In [6]:
import pandas as pd
import ast
import pickle
from sklearn.feature_extraction.text import TfidfVectorizer
from sklearn.metrics.pairwise import cosine_similarity
from fuzzywuzzy import process
from nltk.stem.porter import PorterStemmer

# Load and preprocess datasets
def load_and_preprocess_data():
    coursera_df = pd.read_csv(r'C:\Users\Asus\OneDrive\Desktop\AI-Tutor-System\data\coursera_courses.csv')
    udemy_df = pd.read_csv(r'C:\Users\Asus\OneDrive\Desktop\AI-Tutor-System\data\udemy_data.csv')

    coursera_df = coursera_df.drop(['course_students_enrolled', 'course_time', 'course_rating', 'course_reviews_num'], axis=1)
    coursera_df['course_skills'] = coursera_df['course_skills'].apply(lambda x: ast.literal_eval(x) if isinstance(x, str) else [])
    coursera_df['course_summary'] = coursera_df['course_summary'].apply(lambda x: ast.literal_eval(x) if isinstance(x, str) else [])
    coursera_df['tags'] = coursera_df.apply(
        lambda row: " ".join(
            row['course_skills'] +
            row['course_summary'] +
            (row['course_description'].split() if isinstance(row['course_description'], str) else [])
        ),
        axis=1
    ).str.lower()

    udemy_df.rename(columns={
        'course_name': 'course_title',
        'instructor': 'course_organization',
        'course url': 'course_url',
        'course description': 'tags',
        'level': 'course_difficulty'
    }, inplace=True)
    udemy_df['tags'] = udemy_df['tags'].str.lower() if udemy_df['tags'].dtype == 'object' else ""

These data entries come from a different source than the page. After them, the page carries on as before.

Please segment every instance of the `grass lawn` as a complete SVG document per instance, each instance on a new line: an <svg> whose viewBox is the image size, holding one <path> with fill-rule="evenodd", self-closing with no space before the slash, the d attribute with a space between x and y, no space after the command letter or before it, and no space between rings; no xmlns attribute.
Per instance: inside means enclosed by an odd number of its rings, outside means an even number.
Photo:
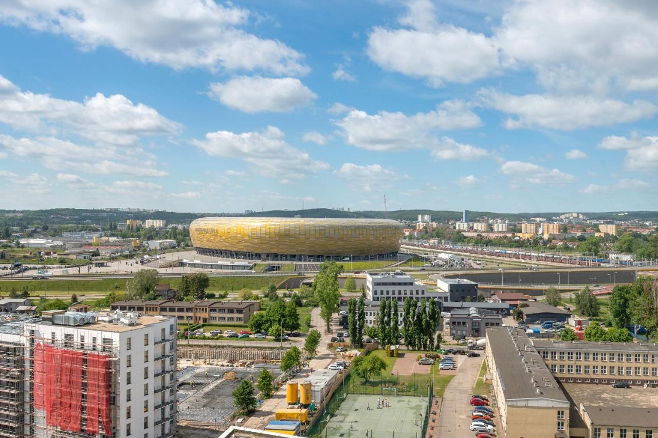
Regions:
<svg viewBox="0 0 658 438"><path fill-rule="evenodd" d="M480 372L478 374L478 379L475 381L475 384L473 385L473 394L484 394L485 395L488 395L491 394L492 387L484 383L484 376L488 372L487 369L487 362L486 360L482 362L482 366L480 368Z"/></svg>

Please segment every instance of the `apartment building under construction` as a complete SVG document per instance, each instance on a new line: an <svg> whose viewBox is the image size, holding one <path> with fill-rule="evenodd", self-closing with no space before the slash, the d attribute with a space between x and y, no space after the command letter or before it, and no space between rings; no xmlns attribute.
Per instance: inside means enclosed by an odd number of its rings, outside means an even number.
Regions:
<svg viewBox="0 0 658 438"><path fill-rule="evenodd" d="M0 314L0 437L171 437L175 320Z"/></svg>

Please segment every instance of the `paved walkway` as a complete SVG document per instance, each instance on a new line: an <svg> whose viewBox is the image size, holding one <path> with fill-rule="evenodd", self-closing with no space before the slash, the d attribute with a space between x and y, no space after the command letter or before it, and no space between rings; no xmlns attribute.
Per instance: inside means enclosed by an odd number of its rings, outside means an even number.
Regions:
<svg viewBox="0 0 658 438"><path fill-rule="evenodd" d="M470 426L471 391L480 372L484 357L463 360L443 393L439 416L439 438L472 438Z"/></svg>

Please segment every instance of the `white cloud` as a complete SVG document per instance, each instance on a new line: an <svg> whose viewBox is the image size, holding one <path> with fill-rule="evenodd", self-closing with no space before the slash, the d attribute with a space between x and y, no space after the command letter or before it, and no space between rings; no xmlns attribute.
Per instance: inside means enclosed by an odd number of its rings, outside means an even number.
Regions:
<svg viewBox="0 0 658 438"><path fill-rule="evenodd" d="M327 143L327 137L325 135L315 131L305 132L304 135L301 137L301 140L302 141L315 143L320 146L324 146Z"/></svg>
<svg viewBox="0 0 658 438"><path fill-rule="evenodd" d="M368 55L380 67L425 78L434 86L472 82L499 70L498 49L490 38L437 22L428 0L407 5L399 22L411 28L376 27L368 36Z"/></svg>
<svg viewBox="0 0 658 438"><path fill-rule="evenodd" d="M134 176L168 175L155 168L155 157L139 148L124 150L113 145L99 148L53 137L16 138L0 134L0 151L17 158L38 159L44 167L53 170Z"/></svg>
<svg viewBox="0 0 658 438"><path fill-rule="evenodd" d="M500 167L505 175L522 177L532 184L561 185L575 181L573 175L561 172L557 169L547 169L541 166L523 161L507 161Z"/></svg>
<svg viewBox="0 0 658 438"><path fill-rule="evenodd" d="M433 135L440 130L476 128L480 118L459 100L445 101L436 110L407 116L402 112L380 111L370 115L353 110L334 123L345 131L347 142L370 151L404 151L436 147Z"/></svg>
<svg viewBox="0 0 658 438"><path fill-rule="evenodd" d="M329 168L327 163L286 143L284 133L274 126L262 132L209 132L205 140L193 143L210 155L244 160L253 165L254 172L266 176L296 178Z"/></svg>
<svg viewBox="0 0 658 438"><path fill-rule="evenodd" d="M386 169L379 164L358 166L344 163L334 175L345 180L355 189L372 191L373 189L388 187L392 182L401 178L395 171Z"/></svg>
<svg viewBox="0 0 658 438"><path fill-rule="evenodd" d="M457 143L449 137L442 137L438 145L430 155L440 160L470 161L488 157L490 154L486 149Z"/></svg>
<svg viewBox="0 0 658 438"><path fill-rule="evenodd" d="M317 95L295 78L238 76L210 84L210 94L229 108L244 112L290 112L307 107Z"/></svg>
<svg viewBox="0 0 658 438"><path fill-rule="evenodd" d="M603 190L603 187L598 184L590 184L587 187L580 189L578 191L584 195L595 195L600 193Z"/></svg>
<svg viewBox="0 0 658 438"><path fill-rule="evenodd" d="M567 160L580 160L587 158L587 154L580 149L571 149L565 153L565 158Z"/></svg>
<svg viewBox="0 0 658 438"><path fill-rule="evenodd" d="M347 81L348 82L355 82L357 78L351 73L345 70L345 66L339 64L336 66L336 70L331 74L332 78L337 81Z"/></svg>
<svg viewBox="0 0 658 438"><path fill-rule="evenodd" d="M478 93L478 98L484 107L515 115L515 118L505 122L505 127L509 130L541 127L572 131L636 122L652 117L658 112L658 107L646 101L626 103L585 95L514 95L482 89Z"/></svg>
<svg viewBox="0 0 658 438"><path fill-rule="evenodd" d="M509 62L530 66L549 87L658 89L653 2L515 1L494 39Z"/></svg>
<svg viewBox="0 0 658 438"><path fill-rule="evenodd" d="M460 177L457 182L459 183L459 185L473 187L478 183L478 178L476 178L474 175L468 175L467 176Z"/></svg>
<svg viewBox="0 0 658 438"><path fill-rule="evenodd" d="M626 151L624 163L632 170L649 171L658 169L658 136L642 137L631 133L630 138L610 135L599 143L599 148L612 151Z"/></svg>
<svg viewBox="0 0 658 438"><path fill-rule="evenodd" d="M171 193L171 195L175 198L186 199L198 199L201 197L201 194L198 191L186 191L184 193Z"/></svg>
<svg viewBox="0 0 658 438"><path fill-rule="evenodd" d="M252 13L230 3L51 0L0 7L0 19L38 32L63 34L84 50L112 47L145 62L175 69L263 70L301 74L299 52L245 32Z"/></svg>
<svg viewBox="0 0 658 438"><path fill-rule="evenodd" d="M0 122L17 129L45 130L61 126L97 143L132 145L139 135L170 135L180 126L153 108L134 104L122 95L98 93L82 103L47 94L22 91L0 76Z"/></svg>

    combined_df = pd.concat([udemy_df, coursera_df], ignore_index=True)
    combined_df['course_difficulty'] = combined_df['course_difficulty'].replace({'Mixed': 'All Levels', 'Expert': 'Advanced'})
    return combined_df.sample(frac=1).reset_index(drop=True)

def preprocess_text(text, stemmer):
    return " ".join([stemmer.stem(word) for word in text.split()]) if isinstance(text, str) else ""

# Initialize data and models
df = load_and_preprocess_data()
stemmer = PorterStemmer()
df['tags'] = df['tags'].apply(lambda x: preprocess_text(x, stemmer))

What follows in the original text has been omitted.